Algar do Carvão reabre com acesso limitado

O Algar do Carvão, um dos mais emblemáticos monumentos naturais da ilha Terceira, prepara-se para reabrir ao público, ainda que com várias restrições.

Encerrado desde outubro de 2024 por razões de segurança, o espaço entra agora numa fase de reabertura controlada, acompanhando a fase final das obras em curso.

Segundo a Associação Os Montanheiros, entidade responsável pela gestão do local, as visitas serão retomadas durante quatro dias por semana até ao final deste mês. A partir de abril e até setembro, período que coincide com a época alta do turismo, o acesso passará a ser diário.

Apesar da reabertura, as condições de visitação continuam bastante limitadas. O Centro de Visitantes permanece encerrado, o que implica a ausência de infraestruturas de apoio, como abrigo ou zonas de descanso para os visitantes. Ainda assim, será possível aceder ao interior da gruta num horário reduzido, entre as 14h30 e as 17h00.

De acordo com a mesma associação, o modelo de visita foi adaptado às circunstâncias atuais. A compra de bilhetes será feita numa bilheteira improvisada no exterior do local, sendo o custo fixado em dez euros por visitante. Após a aquisição do ingresso, os visitantes poderão descer ao interior do algar, mas com uma duração máxima de permanência de 30 minutos.

Estas medidas visam garantir a segurança dos visitantes numa fase em que as intervenções ainda não estão totalmente concluídas. A reabertura parcial permite, ao mesmo tempo, retomar a atividade turística de forma gradual e controlada.

O Algar do Carvão destaca-se pela sua origem vulcânica e pela possibilidade rara de visitar o interior de uma chaminé vulcânica. No seu interior, os visitantes podem observar formações geológicas únicas, como estalactites siliciosas e um lago subterrâneo, que tornam este local um dos principais pontos de interesse natural dos Açores.

A reabertura, ainda que condicionada, representa um sinal positivo para o setor turístico local, que vê neste espaço um importante atrativo para visitantes nacionais e estrangeiros.

O primeiro relato de uma descida ao Algar do Carvão de que se tem conhecimento data de 26 de janeiro de 1893, com a utilização de uma corda, levada a cabo por Cândido Corvelo e José Luís Sequeira.

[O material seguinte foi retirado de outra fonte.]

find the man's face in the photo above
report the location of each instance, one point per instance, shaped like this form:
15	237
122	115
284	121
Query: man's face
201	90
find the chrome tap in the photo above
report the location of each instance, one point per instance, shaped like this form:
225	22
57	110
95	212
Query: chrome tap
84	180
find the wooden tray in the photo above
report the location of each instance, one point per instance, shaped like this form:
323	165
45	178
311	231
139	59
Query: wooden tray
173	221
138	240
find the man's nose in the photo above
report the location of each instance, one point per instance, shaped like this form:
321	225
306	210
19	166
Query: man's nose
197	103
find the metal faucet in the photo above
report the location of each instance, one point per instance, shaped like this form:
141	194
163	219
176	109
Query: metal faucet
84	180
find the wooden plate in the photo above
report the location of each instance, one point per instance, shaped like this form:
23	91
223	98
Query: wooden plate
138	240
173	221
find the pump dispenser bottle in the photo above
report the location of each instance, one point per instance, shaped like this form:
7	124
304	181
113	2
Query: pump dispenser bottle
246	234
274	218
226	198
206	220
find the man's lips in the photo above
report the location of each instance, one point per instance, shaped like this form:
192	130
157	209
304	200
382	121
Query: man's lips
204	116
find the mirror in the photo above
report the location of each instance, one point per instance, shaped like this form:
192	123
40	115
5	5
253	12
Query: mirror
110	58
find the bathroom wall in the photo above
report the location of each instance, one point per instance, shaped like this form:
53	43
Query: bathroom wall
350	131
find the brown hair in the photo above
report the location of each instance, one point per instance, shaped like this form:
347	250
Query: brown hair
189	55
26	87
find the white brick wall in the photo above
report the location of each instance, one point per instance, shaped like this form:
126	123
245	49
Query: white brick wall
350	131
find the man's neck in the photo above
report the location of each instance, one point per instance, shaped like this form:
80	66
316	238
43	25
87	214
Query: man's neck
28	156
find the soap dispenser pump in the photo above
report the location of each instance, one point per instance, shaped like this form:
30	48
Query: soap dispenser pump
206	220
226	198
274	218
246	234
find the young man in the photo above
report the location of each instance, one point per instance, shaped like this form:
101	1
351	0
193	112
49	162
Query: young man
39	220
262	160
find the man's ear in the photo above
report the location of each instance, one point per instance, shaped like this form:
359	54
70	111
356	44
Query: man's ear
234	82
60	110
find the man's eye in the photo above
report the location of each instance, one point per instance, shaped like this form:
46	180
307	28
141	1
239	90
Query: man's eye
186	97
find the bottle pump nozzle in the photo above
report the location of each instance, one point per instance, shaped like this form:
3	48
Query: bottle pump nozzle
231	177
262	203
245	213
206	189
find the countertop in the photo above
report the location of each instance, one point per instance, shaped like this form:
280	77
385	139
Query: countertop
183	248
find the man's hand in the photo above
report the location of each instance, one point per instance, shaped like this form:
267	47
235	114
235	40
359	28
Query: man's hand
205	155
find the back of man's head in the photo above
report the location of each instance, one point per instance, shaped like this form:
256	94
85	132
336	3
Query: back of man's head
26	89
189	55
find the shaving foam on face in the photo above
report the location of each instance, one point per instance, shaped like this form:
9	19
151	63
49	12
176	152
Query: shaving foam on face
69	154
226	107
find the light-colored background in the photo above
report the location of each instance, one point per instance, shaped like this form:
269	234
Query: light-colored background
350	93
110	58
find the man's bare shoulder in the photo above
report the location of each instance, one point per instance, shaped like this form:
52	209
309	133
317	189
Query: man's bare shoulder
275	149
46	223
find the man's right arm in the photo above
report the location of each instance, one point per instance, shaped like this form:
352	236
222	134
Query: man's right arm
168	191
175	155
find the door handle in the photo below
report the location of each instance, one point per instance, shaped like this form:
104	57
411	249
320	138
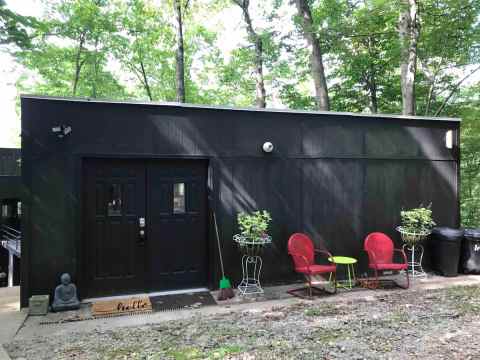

Uma segunda descida foi efetuada por Didier Couto, em 1934, que elaborou o primeiro perfil do Algar, segundo Os Montanheiros.

Apenas a 18 de agosto de 1963 se deu início a descidas organizadas ao interior do Algar, por um grupo de entusiastas, que mais tarde se haviam de organizar numa associação denominada de "Os Montanheiros", com recurso a um sistema mais elaborado, lê-se no sítio da organização.

O Algar do Carvão é um sítio de interesse geológico, sendo um geossítio do Geoparque Açores e foi finalista no concurso de "7 Maravilhas Naturais de Portugal".